The MU, The Ivors Academy and Tom Gray, Founder of #BrokenRecord Campaign have welcomed the Government’s response to the Digital, Culture, Media and Sport (DCMS) Select Committee’s report into the Economics of music streaming, which has recognised the importance of ensuring that the UK’s artists and songwriters are fairly rewarded for their talent and work.
The Government’s response to the report – which backed calls from the #FixStreaming and #BrokenRecord campaigns to fix the current model of streaming to ensure that artists receive fair rewards for their work – has committed to conducting further research into “Creators’ Earnings in the Digital Age”.
The #FixStreaming and #BrokenRecord campaigns are keen to see how this research might further illustrate the importance of a right to equitable remuneration.
Needs highlighted by the Government’s repsonse
Additionally, the campaigns are pleased that the Government has referred the dominance of the major music groups to the CMA – one of the key asks of the campaigns – which will help to address the extraordinary power wielded by multinational corporations over the marketplace.
Beyond this, the Government’s response has highlighted the need to:
- Set up an industry contact group and technical stakeholder groups
- Conduct a research programme, alongside stakeholder engagement to consider the issues around streaming
- Convene a technical working group to improve transparency in the streaming sector for the benefit of musicians
It is essential that the above recommendations for working groups and further research include creator representation and input to ensure that the interests of the UK’s fantastic artists, musicians and songwriters are not ignored.

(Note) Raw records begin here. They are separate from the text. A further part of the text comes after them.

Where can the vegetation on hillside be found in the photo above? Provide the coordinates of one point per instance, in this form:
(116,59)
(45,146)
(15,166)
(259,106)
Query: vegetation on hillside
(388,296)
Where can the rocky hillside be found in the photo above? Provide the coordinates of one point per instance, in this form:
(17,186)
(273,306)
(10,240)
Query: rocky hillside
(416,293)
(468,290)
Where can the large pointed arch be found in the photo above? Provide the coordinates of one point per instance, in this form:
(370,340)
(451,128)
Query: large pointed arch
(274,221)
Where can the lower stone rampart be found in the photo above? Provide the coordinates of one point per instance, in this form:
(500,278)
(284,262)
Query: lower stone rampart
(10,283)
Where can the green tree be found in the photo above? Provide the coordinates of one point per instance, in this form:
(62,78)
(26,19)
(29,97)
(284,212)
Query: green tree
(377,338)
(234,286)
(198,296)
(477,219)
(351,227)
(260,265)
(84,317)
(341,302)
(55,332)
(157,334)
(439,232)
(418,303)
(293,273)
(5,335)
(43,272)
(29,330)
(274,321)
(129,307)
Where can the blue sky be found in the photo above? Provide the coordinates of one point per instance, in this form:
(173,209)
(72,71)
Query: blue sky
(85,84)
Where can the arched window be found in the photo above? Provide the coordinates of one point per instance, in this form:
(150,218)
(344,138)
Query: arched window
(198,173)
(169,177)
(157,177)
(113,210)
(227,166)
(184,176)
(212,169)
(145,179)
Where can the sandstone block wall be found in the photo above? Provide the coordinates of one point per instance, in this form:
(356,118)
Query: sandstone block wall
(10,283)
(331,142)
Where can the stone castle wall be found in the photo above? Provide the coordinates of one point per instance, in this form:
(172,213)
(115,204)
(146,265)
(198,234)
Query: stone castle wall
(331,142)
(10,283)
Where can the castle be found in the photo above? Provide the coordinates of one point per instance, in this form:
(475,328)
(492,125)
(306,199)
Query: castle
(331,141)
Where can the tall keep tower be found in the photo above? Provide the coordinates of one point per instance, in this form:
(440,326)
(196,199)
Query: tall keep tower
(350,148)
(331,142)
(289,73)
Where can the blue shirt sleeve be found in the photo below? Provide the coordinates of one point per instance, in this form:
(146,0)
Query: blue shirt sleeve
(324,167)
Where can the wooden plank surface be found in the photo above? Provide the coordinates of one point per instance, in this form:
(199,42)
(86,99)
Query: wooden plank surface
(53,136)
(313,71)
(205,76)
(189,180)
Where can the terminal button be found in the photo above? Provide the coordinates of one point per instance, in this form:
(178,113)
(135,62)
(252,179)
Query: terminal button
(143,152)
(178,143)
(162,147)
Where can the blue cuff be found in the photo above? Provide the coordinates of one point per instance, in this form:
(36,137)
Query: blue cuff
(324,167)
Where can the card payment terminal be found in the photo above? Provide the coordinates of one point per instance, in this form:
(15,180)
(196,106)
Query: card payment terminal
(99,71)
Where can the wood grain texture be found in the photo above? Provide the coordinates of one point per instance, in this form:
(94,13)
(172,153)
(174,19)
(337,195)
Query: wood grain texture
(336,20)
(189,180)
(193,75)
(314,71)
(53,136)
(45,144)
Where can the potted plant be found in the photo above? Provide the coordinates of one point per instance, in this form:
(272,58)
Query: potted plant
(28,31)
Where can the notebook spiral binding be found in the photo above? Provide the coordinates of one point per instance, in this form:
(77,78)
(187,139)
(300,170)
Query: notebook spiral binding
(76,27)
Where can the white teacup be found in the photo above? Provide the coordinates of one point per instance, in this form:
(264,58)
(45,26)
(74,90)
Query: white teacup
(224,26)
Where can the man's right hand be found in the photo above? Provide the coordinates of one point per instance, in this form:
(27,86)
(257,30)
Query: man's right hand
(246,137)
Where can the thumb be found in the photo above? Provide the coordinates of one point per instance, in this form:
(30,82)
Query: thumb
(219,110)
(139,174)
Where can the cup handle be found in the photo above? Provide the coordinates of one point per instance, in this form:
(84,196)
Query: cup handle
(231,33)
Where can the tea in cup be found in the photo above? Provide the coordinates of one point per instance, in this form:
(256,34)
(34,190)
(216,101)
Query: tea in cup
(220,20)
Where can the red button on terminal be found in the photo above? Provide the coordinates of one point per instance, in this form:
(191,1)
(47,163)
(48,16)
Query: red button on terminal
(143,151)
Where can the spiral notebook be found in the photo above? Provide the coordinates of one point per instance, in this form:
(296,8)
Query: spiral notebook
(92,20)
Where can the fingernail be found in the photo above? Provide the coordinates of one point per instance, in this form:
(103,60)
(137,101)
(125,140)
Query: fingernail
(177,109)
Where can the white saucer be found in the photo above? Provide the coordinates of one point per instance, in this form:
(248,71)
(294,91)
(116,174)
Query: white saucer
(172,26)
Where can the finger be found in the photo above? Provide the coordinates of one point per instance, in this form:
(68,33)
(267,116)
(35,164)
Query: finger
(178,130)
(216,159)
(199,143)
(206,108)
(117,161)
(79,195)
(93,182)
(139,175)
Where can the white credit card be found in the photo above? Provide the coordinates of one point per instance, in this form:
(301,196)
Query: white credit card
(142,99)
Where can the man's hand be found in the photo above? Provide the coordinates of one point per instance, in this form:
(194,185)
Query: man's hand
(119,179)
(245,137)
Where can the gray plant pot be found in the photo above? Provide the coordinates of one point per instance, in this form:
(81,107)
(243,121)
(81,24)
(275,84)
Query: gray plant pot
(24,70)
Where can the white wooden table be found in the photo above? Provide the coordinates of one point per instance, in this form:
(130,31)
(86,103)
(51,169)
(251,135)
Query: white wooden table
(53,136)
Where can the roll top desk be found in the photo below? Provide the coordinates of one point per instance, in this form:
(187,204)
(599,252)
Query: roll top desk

We are pleased that the door is open to explore in more detail
The Government must, however, go much further in committing to the implementation of a package of copyright reforms which will ensure UK creators do not fall behind other countries who have measures which enable creators to be protected from bad contracts, unfair payment, lack of transparency with increased ability to undertake contract reversion and adjustment.
Reforms such as these would go a long way to transforming the UK into the best place to be a musician, songwriter or composer in the world.
Horace Trubridge, General Secretary of the Musicians’ Union, said:
“We are pleased that the Government has responded positively to the Select Committee’s report into the Economics of Music Streaming, and has understood why we are seeking equitable remuneration for musicians. While we are disappointed that there isn’t an immediate commitment from the Government on this point, we are pleased that the door is open to explore it in more detail.
“As highlighted by the Committee’s report, now is the time for a “complete reset” of the system to ensure that our fantastic musicians are fairly and properly rewarded for their work. A Private Members' Bill will be put before Parliament in December which will present legislative solutions to ensure artists get the rewards from their work which they deserve.”
The response shows a willingness to engage with our key concerns
Naomi Pohl, Deputy Secretary General of the Musicians’ Union, said:
“It is fantastic that the Government is willing to further investigate streaming economics with a view to ensuring performers and songwriters get a fairer deal.
“The Government’s response to the DCMS Select Committee’s report shows a willingness to engage with our key concerns around unfair remuneration and address what the report described as “deep concerns” around the dominance of the major music companies.”
Graham Davies, CEO of The Ivors Academy, said:
“This is an exciting moment and opportunity for change which we fully embrace. We are pleased the Government has recognised that the global streaming environment must be transparent and fair.
“They have accepted that the music industry is failing in a number of areas, and needs help to embrace this modernisation and reform agenda. Like us, the Government sees the growth and benefits that will come from a modern music industry that properly rewards creators.”
Tom Gray, Founder of the #BrokenRecord Campaign, said:
“The Government have accepted that our critique and the inequities facing music-makers are all too real. But the tens of thousands of British musicians, songwriters, producers and artists are not merely ‘stakeholders’.
“Unlike multinational corporations, we are citizens, constituents and taxpayers. Now is the time to redouble our efforts and challenge our political leaders to truly represent us. Change is possible and should be made real.”